Furthermore, a strengthening U.S. dollar and rising Treasury yields are creating additional headwinds for gold, as a stronger dollar makes the metal more expensive for international investors.
U.S. Inflation Data Comes In as Expected
According to the Labor Department’s Wednesday report, U.S. consumer prices climbed 2.4% over the twelve-month period ending in February, consistent with both the previous month’s figures and analyst expectations.
On a month-over-month basis, prices rose by 0.3%, an uptick from January’s 0.2%, driven by increased costs for food and energy. Core CPI, which excludes volatile food and energy sectors, remained steady at 2.5% year-on-year, matching the January data.
It is important to note that the February figures primarily reflect economic conditions prior to the onset of the Iran conflict in late February. Analysts anticipate that March data will reflect a more pronounced inflationary impact.
Fed Decision and PCE Data Ahead
Investors are closely monitoring two upcoming economic indicators. The Personal Consumption Expenditures (PCE) index for January is scheduled for release on Friday, with analysts projecting an annual rate of 3.1%.
As the Federal Reserve’s preferred gauge for inflation, the PCE has consistently trended higher than the CPI in recent months.

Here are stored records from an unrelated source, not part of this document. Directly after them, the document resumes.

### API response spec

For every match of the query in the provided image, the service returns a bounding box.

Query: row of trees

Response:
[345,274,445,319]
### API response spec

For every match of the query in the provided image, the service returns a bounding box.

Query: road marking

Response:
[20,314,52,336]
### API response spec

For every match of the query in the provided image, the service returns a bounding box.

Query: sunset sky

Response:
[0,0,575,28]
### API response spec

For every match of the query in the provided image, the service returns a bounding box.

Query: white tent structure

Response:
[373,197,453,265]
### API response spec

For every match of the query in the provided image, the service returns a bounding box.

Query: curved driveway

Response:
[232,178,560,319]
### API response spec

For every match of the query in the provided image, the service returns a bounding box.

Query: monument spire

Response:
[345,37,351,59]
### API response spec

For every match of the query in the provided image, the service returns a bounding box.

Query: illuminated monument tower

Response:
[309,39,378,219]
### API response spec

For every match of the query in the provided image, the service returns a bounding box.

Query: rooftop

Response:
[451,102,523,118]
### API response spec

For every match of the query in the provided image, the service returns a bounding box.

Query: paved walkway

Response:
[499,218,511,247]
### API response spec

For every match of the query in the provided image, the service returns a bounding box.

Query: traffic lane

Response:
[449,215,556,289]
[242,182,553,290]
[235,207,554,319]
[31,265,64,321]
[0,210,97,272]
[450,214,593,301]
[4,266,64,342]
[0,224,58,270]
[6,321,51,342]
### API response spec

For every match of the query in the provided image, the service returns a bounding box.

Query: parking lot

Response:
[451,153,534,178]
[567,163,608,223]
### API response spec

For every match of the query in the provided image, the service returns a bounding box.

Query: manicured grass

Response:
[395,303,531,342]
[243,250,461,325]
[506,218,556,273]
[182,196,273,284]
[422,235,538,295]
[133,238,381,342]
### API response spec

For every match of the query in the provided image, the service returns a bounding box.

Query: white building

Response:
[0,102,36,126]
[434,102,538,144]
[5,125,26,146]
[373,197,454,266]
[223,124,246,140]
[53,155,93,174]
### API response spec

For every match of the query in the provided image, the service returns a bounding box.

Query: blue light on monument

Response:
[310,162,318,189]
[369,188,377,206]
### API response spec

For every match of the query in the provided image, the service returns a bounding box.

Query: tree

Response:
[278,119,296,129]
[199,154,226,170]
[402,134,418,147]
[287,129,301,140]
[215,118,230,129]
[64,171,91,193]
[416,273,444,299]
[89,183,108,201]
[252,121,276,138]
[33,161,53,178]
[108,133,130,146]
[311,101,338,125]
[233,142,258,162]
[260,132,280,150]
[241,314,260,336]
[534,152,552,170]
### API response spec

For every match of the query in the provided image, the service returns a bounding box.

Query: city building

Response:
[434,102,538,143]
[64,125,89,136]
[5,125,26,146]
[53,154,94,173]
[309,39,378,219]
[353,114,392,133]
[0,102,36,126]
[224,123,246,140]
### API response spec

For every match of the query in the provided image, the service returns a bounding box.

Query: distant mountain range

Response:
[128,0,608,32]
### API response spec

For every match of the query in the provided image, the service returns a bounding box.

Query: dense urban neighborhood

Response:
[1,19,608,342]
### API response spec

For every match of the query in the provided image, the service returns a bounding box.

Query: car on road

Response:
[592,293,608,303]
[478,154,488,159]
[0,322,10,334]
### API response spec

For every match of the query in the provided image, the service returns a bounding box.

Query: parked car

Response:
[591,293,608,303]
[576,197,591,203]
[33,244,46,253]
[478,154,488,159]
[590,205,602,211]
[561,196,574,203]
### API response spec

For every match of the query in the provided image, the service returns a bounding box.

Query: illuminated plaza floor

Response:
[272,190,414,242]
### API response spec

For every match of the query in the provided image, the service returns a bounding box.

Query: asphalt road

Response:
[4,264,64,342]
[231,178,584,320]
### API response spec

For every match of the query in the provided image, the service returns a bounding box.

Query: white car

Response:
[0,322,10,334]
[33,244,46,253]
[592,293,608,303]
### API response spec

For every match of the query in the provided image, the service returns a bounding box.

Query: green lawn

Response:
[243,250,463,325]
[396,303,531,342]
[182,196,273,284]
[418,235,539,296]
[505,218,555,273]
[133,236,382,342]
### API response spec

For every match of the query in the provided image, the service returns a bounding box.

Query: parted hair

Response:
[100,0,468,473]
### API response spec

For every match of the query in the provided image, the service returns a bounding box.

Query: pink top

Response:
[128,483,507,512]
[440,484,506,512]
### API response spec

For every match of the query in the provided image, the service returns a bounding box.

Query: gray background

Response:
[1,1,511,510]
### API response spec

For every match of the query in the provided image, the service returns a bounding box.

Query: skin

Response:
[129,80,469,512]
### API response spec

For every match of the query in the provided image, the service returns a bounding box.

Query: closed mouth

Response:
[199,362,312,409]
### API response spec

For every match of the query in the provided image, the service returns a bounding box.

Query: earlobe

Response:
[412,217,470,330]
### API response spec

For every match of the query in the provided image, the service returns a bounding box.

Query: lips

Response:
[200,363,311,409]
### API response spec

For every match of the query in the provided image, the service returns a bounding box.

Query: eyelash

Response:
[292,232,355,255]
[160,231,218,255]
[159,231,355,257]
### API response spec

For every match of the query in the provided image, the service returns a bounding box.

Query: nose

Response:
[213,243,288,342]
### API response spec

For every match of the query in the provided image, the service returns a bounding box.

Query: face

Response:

The Federal Reserve is set to conclude its two-day policy meeting on March 18, with markets widely expecting officials to keep interest rates unchanged.
Carlo Alberto De Casa, an analyst at Swissquote, noted that investors appear to be increasing their gold holdings as a safe-haven asset in response to the ongoing geopolitical instability.
As of Wednesday morning in European markets, spot gold was trading at $5,187 per ounce.